But that may actually be moot because, according to Arum, Cotto was in fact offered $13ish million.
"No. 1, I never once talked to Cotto about the fight with Pacquiao," Arum said. "I talked to [Cotto attorney and adviser] Gaby [Penagaricano] and he was supposed to relay everything to Miguel. So now the first thing I establish was is Miguel amenable to 150 pounds? And the word came back that if we could agree on the [financial] numbers, he would agree to 150.

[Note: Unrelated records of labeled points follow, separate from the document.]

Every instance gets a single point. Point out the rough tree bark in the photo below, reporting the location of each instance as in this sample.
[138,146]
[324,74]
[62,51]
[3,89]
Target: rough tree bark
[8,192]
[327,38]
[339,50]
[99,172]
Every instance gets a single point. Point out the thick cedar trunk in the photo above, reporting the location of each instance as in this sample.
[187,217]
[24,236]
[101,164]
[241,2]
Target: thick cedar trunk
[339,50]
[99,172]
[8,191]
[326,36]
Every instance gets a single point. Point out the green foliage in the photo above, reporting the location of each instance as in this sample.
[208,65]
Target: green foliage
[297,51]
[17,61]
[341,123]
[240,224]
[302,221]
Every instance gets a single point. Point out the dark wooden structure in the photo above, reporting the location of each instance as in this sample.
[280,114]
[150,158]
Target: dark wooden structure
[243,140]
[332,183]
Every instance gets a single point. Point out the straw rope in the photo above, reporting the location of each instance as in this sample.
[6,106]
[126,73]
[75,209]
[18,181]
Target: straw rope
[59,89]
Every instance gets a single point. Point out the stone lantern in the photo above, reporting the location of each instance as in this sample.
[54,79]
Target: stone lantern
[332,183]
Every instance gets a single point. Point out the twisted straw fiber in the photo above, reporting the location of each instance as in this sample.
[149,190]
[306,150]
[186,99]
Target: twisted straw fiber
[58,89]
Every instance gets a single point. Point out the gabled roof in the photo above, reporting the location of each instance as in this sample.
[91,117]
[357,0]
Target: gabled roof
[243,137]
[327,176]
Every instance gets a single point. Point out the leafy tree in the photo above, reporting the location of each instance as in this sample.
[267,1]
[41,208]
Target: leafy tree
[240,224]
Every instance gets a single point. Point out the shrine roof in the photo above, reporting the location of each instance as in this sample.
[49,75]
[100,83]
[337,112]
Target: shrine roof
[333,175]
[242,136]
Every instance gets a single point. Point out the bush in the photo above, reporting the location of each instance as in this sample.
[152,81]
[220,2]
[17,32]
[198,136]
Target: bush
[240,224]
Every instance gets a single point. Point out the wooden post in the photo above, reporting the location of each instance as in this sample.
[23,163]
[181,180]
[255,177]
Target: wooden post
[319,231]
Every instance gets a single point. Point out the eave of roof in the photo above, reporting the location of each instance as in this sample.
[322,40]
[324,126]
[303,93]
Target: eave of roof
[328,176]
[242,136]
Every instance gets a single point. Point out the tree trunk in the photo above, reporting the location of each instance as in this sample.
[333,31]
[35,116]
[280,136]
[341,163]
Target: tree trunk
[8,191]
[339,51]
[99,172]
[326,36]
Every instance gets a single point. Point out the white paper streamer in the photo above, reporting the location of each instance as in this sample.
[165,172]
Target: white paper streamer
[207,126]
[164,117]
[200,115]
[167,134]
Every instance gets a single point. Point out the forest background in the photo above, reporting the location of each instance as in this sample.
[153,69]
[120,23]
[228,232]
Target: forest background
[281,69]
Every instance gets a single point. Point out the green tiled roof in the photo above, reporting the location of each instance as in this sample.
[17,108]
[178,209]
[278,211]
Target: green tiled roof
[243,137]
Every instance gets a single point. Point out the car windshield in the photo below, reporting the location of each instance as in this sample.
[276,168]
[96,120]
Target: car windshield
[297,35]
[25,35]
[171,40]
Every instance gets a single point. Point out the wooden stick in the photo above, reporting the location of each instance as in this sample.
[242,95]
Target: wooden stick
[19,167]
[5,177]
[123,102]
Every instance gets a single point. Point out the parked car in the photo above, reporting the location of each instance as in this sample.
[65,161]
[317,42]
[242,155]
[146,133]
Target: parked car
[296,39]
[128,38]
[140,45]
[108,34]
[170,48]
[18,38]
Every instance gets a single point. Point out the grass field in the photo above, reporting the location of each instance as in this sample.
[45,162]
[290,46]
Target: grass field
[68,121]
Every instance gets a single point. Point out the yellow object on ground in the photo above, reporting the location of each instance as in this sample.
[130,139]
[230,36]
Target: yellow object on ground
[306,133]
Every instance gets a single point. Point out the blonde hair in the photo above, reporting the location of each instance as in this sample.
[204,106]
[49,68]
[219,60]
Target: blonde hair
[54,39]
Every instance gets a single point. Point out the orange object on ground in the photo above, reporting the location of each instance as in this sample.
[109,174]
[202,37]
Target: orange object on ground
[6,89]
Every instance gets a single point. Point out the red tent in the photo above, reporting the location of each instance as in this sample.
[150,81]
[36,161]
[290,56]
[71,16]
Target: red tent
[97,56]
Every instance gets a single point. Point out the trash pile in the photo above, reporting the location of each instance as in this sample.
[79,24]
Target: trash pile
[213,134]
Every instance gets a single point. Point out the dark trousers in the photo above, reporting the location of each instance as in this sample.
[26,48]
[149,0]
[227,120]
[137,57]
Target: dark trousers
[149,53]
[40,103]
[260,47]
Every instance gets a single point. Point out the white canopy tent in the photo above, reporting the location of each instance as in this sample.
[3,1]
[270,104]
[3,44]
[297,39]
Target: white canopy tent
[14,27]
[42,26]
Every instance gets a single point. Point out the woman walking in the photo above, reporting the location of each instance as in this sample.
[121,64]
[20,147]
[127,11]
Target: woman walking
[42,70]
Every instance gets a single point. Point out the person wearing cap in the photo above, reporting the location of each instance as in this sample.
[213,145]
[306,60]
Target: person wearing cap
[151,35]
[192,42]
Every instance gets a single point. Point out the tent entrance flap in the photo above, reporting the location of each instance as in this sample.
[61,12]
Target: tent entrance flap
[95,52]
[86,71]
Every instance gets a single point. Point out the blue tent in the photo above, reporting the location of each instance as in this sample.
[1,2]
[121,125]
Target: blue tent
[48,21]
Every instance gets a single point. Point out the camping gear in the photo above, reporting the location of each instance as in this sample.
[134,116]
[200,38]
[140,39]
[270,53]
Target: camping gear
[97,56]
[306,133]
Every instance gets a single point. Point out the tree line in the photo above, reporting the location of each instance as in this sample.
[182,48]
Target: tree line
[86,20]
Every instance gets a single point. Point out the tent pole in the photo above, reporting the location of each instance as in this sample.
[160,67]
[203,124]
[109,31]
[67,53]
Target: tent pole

"Then we started talking about a proposal and, in essence, I offered him a deal based on the last fight that he had done with Pacquiao, where he wound up making like $12 million after all of the pay-per-view money. And then we further negotiated that he would make another million dollars more, so we loaded up a deal where I guaranteed $9 million plus an upside that would have gotten him to $13 million if the fight had done the same [PPV] number as the first fight [which was about 1.15 million buys]. And then we figured out that if we were able to raise that number by a couple of hundred thousand homes, which was not out of the question, that he would then make about $15 million."
So, who is telling the truth? It’s impossible to say. Arum’s ability to twist facts is a matter of public record. Along the lines – attorneys/boxing advisors aren’t exactly known for being beacons of truth and righteousness, so who knows what Gaby Penagaricano did or did not pass along.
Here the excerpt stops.